The opinion of the court was delivered

Per Curiam.

The State seeks leave to appeal from an interlocutory order granting defendant pretrial discovery of grand jury testimony and statements taken by the prosecutor from persons other than defendant. The trial court deemed the circumstances to be exceptional and to warrant a relaxation under R. R. 1:27A of the pertinent rules of Court. R. R. 3:3-7; 3:5-11. See State v. Reynolds, 41 N. J. 163, 182 (1963); State v. Clement, 40 N. J. 139 (1963); State v. DiModica, 40 N. J. 404 (1963); State v. Moffa, 36 N. J. 219 (1961); State v. Johnson, 28 N. J. 133, 143-144 (1958). We directed oral argument on the application.
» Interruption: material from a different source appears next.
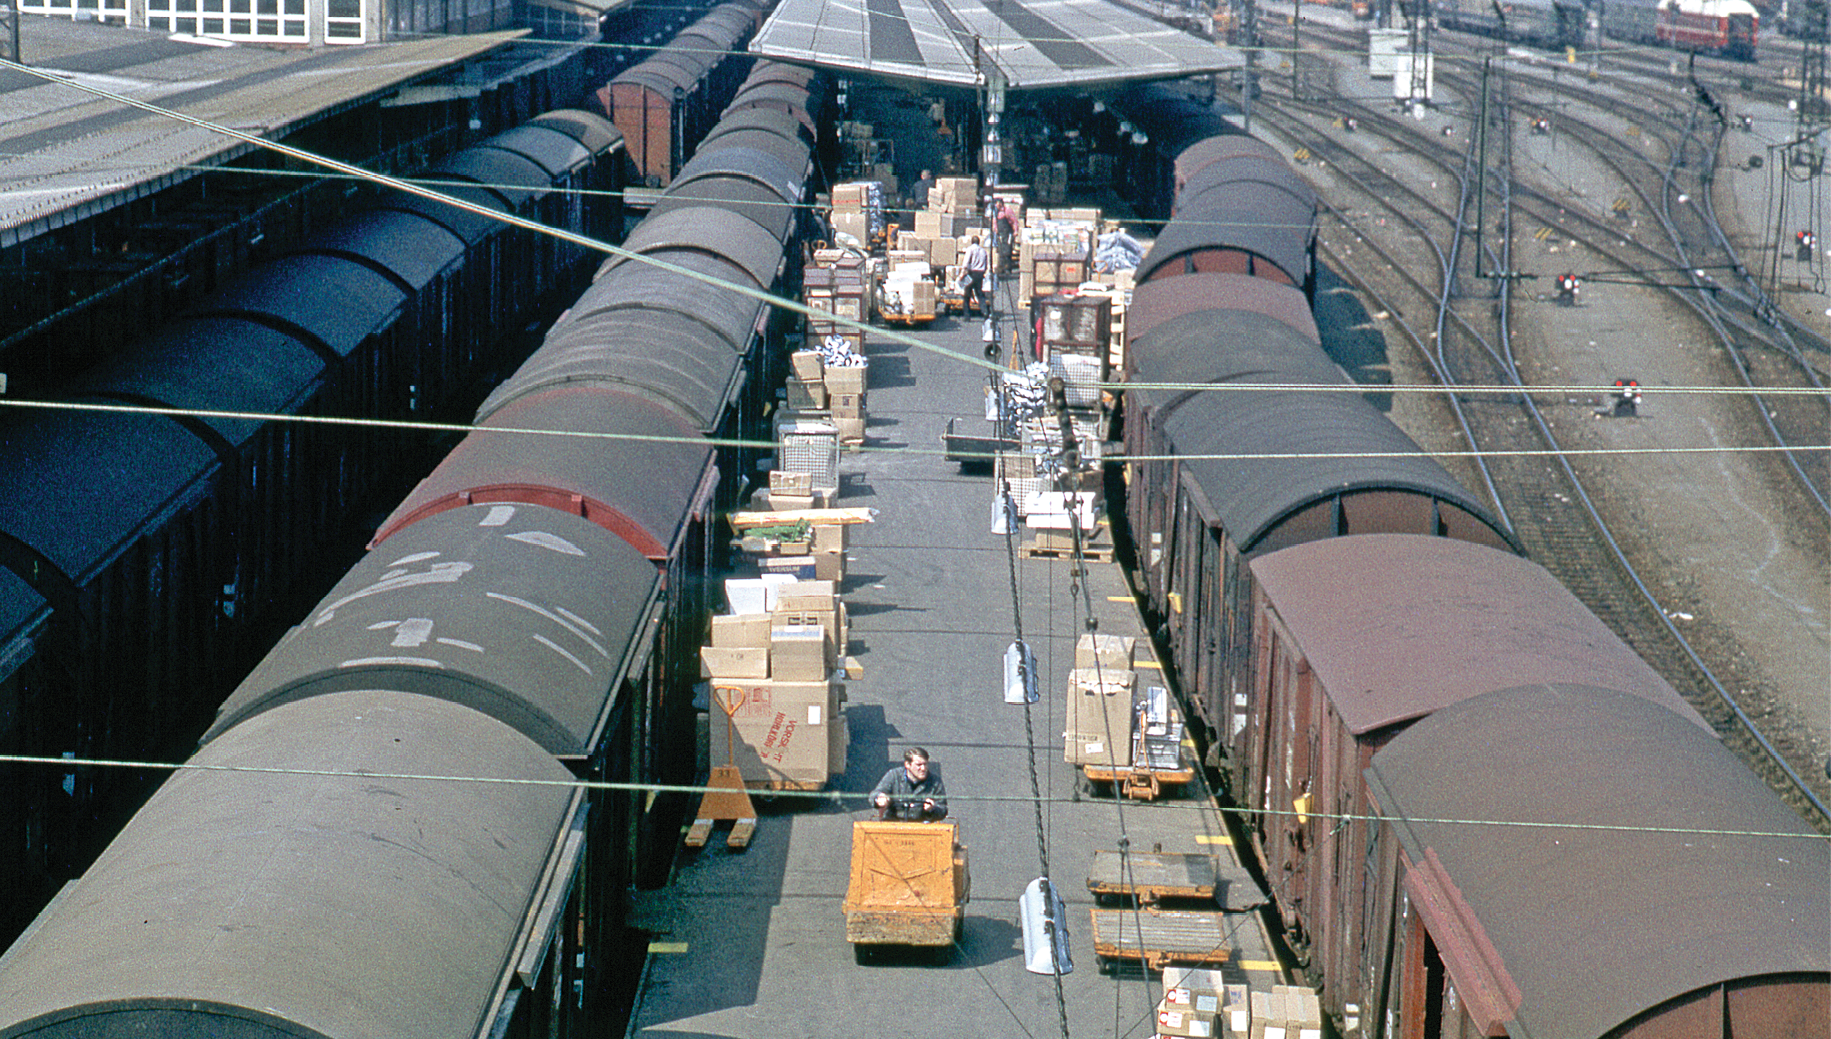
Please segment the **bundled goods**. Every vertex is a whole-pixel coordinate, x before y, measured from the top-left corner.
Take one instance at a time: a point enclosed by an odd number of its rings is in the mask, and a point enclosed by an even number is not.
[[[1094,248],[1094,270],[1101,274],[1137,270],[1143,262],[1144,246],[1126,234],[1123,227],[1101,235],[1100,244]]]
Por a period after the alleged murder defendant was confined to a mental institution under a judgment that he was unable to defend against the indictment. See Farmer v. State, 42 N. J. 579 (1964). Psychiatrists have testified that the defendant claims he blacked out before the killing, and defendant has filed with us an affidavit that: “I cannot to this day recall any of the events of September 18, 1963 which surround the alleged shooting at my home involving my wife and me.” In the circumstances defense counsel believes he cannot prepare for trial without the inspection he sought.

The State apparently is primarily concerned with the possible precedential influence of the order in other cases. Beyond a belief that some tactical advantage inheres in withholding disclosure until trial, the prosecutor can see no harm. In other words, the prosecution will not be hampered, and neither the grand jury testimony nor the statements in question contain anything which should be sealed even at trial in the public interest. At the argument, the possibility was suggested that the papers in question might contain state*522ments by third persons which could not aid defendant but the disclosure of which might embarrass such third persons or others. In this regard counsel for defendant expressed his willingness to cooperate, and in any event the trial court can order a modification of its order. At the argument the thought was advanced that relief in any event should have been conditioned upon a like disclosure by defendant of statements of his witnesses. This may well be so, but the suggestion is here academic in the light of the representation to us by defense counsel that he has nothing to exchange. See State v. Cook, 43 N. J. 560, 568 (1965); State v. Whitlow, 45 N. J. 3, 21 (1965).

Defendant’s application was addressed to the discretion of the trial court. In view of the unusual circumstances of this case, we are not persuaded that the trial court erred in his decision. Leave to appeal is accordingly denied.